The modern era of water-quality regulations began about 50 years ago.
A burning river in Ohio led to the Clean Water Act in 1972, and trace carcinogens water supplies back east and a waterborne-salmonella outbreak in Riverside helped prompt the Safe Drinking Water Act two years later. Tap water also remains more highly regulated – not to mention cheaper – than bottled water.
Still, small water districts have struggled to maintain treatment facilities, keep staff and do all the required monitoring. This year, Gov. Gavin Newsom’s budget includes over $100 million to help ensure more Californians, especially those in rural areas, have safe drinking water.
In San Diego, there over 200 water providers.
Of those, about half have had no drinking water violations in the past five years.
Most of the rest only had a handful of violations – 50 water providers had fewer than three violations.
But some had a lot of violations, a sign of the small districts’ struggle to pay for the treatment infrastructure needed to comply with water quality regulations.
Mike Workman, a spokesman for the county, said most of the violations county regulators find are related to aging infrastructure that is vulnerable to leaks or contamination, as well as water providers who don’t do all the testing they are supposed to do.
The most serious violations involve bacteria and elevated nitrate levels. For high bacteria levels, residents are immediately told to boil their water. For high nitrate levels, consumers are directed to use another water supply.
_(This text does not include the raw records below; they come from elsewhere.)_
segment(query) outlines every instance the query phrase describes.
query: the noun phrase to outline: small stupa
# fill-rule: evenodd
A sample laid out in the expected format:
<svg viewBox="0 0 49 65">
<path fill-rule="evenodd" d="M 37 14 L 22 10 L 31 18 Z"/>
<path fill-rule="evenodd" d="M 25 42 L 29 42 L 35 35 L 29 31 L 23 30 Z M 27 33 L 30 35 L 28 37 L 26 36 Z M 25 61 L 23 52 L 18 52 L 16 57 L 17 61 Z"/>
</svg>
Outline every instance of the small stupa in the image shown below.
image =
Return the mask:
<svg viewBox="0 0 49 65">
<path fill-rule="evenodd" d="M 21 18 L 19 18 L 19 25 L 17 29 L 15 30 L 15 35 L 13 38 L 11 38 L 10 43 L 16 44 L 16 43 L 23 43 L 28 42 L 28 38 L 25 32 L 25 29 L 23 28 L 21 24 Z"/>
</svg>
The state Division of Drinking Water handles the bigger agencies, but San Diego County’s department of environmental health inspects the smallest water systems with less than a few hundred customers. Those 132 small agencies includes the Pine Valley Bible Conference Centerand Shady Oaks Trailer Ranch in Boulevard, which were both cited last year for improperly monitoring for bacteria. That doesn’t mean bacteria was found, it means it wasn’t properly looked for.
One district, the Pauma Valley Mutual Water Company, has been cited for 25 violations since 2015, mostly because it struggled to control levels of nitrates, a chemical that can occur naturally or because of contamination from fertilizer and animal or human waste.
Not many people were affected, though, according to a 2017 citation: The mutual water company serves 120 people – 25 homes, a seven-unit apartment complex and a restaurant. It also sought state help to get the problems under control.
Likewise, Guatay Mutual Benefit Corporation, which serves 100 people in a tiny East County town has been issued 18 violations, many for high levels of uranium.
The big-districts-are-OK rule of thumb doesn’t always apply.
Some of the violations have little chance of putting anyone at risk. Six times since 2011, the city of San Diego failed to properly monitor for nitrates coming out of a well near El Cajon. Only a tiny amount of water comes from there and it’s treated before anyone drinks it.